Be Careful What You Wish for: Understanding the Ilya Kovalchuk Saga

BC ISLEMANContributor IIJuly 7, 2010

NEWARK, NJ - MARCH 23:  Jared Boll #40 of the Columbus Blue Jackets plays the puck against Ilya Kovalchuk #17 of the New Jersey Devils at the Prudential Center on March 23, 2010 in Newark, New Jersey.  (Photo by Jim McIsaac/Getty Images)
Jim McIsaac/Getty Images

Ilya Kovalchuk is a rare talent. There have been only a handful of players in the history of the NHL who could be counted on to score 40 or more goals every season. He is one of those few.

But I do NOT want him on my team.

My team is the New York Islanders. As you should know by now, if you have not been stranded on Gilligan's Island, the Islanders were confirmed as one of three teams aggressively pursuing Kovy. And you should also know that the Islanders have ended that pursuit.

Before going further, I should add that press reports of the Isles offering Kovy a 10-year deal worth $100 million were wild exaggerations. The offer, apparently, was for about half that length and amount. Kovy wanted more and apparently New Jersey Devils' General Manager Lou Lamoriello was willing to give it to him. Now Lou is trying to figure out whose salaries he is going to have to dump to make room for Kovy.

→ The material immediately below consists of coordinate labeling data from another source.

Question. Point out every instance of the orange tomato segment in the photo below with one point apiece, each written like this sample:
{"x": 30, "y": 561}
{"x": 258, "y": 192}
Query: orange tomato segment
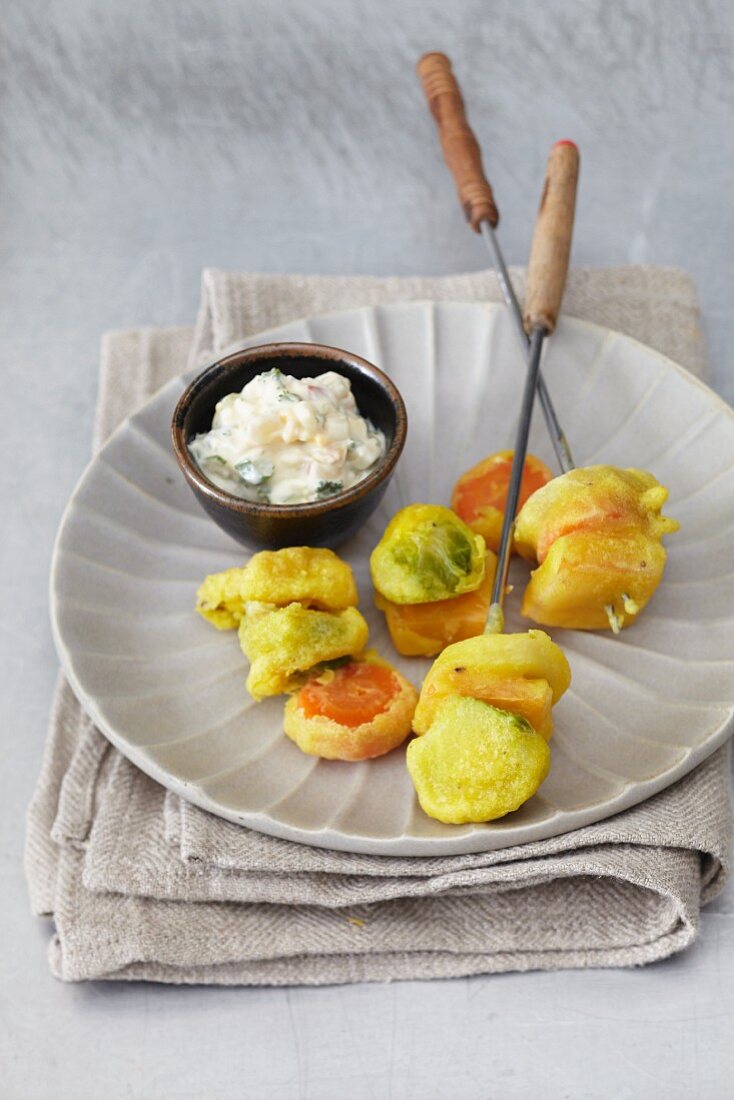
{"x": 354, "y": 694}
{"x": 480, "y": 495}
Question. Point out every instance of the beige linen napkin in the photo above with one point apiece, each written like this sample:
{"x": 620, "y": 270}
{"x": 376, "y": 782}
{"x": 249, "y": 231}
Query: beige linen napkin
{"x": 142, "y": 884}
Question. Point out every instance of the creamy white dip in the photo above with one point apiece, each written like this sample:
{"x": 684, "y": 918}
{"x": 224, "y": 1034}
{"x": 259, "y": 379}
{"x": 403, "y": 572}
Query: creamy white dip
{"x": 285, "y": 440}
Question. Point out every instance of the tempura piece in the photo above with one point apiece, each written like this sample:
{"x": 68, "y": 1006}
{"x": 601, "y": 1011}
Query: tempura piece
{"x": 357, "y": 712}
{"x": 480, "y": 495}
{"x": 286, "y": 644}
{"x": 425, "y": 629}
{"x": 592, "y": 582}
{"x": 524, "y": 673}
{"x": 477, "y": 762}
{"x": 592, "y": 498}
{"x": 220, "y": 600}
{"x": 315, "y": 578}
{"x": 596, "y": 535}
{"x": 427, "y": 553}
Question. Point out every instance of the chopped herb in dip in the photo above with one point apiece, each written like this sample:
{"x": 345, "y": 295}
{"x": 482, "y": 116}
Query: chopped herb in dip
{"x": 285, "y": 440}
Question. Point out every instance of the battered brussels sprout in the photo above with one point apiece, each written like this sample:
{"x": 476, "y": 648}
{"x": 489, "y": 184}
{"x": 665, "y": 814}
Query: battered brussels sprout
{"x": 477, "y": 762}
{"x": 524, "y": 673}
{"x": 425, "y": 629}
{"x": 315, "y": 578}
{"x": 427, "y": 553}
{"x": 286, "y": 644}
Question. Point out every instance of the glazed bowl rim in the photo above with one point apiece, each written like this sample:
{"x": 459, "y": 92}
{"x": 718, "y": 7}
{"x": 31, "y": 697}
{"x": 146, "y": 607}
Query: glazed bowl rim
{"x": 296, "y": 350}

Why don't I want Kovy for my team? Well, there are his legendary defensive lapses.

The Isles have one of the best two-way defense men in the game in Mark Streit. They have an excellent goaltender in Dwayne Roloson and several blue chip prospects coming up in the system. They also have several excellent defensive forwards. But they gave up 264 goals last season and the last thing they need is a forward who doesn't pay attention to his own end.

The Isles have developed an excellent "room." There is a real "band of brothers" feel to the team. Bringing in one player making between two and 10 times as much as anybody else would probably upset that chemistry.

Beware the Blackhawk syndrome. The Isles have a lot of cap room now, but in a few years they will have to give players like John Tavares, Nino Niederreiter, Kyle Okposo, Josh Bailey, and others big paydays. Giving Kovy his money could have caused the departure of some stars.

The Isles don't really need the additional offense he offers in the long term. Between Tavares, Niederreiter, Matt Moulson, Okposo, Bailey, Kirill Kabanov, Anders Lee, and Brock Nelson, among others, the Isles will get more than enough offense to carry the team to Stanley Cup glory.

Many have offered up critiques of Kovy as greedy, gutless, and lacking in heart. These criticisms may or may not be valid, but it doesn't matter. The reasons I have cited above are more than sufficient for me not to want Kovy on the Islanders.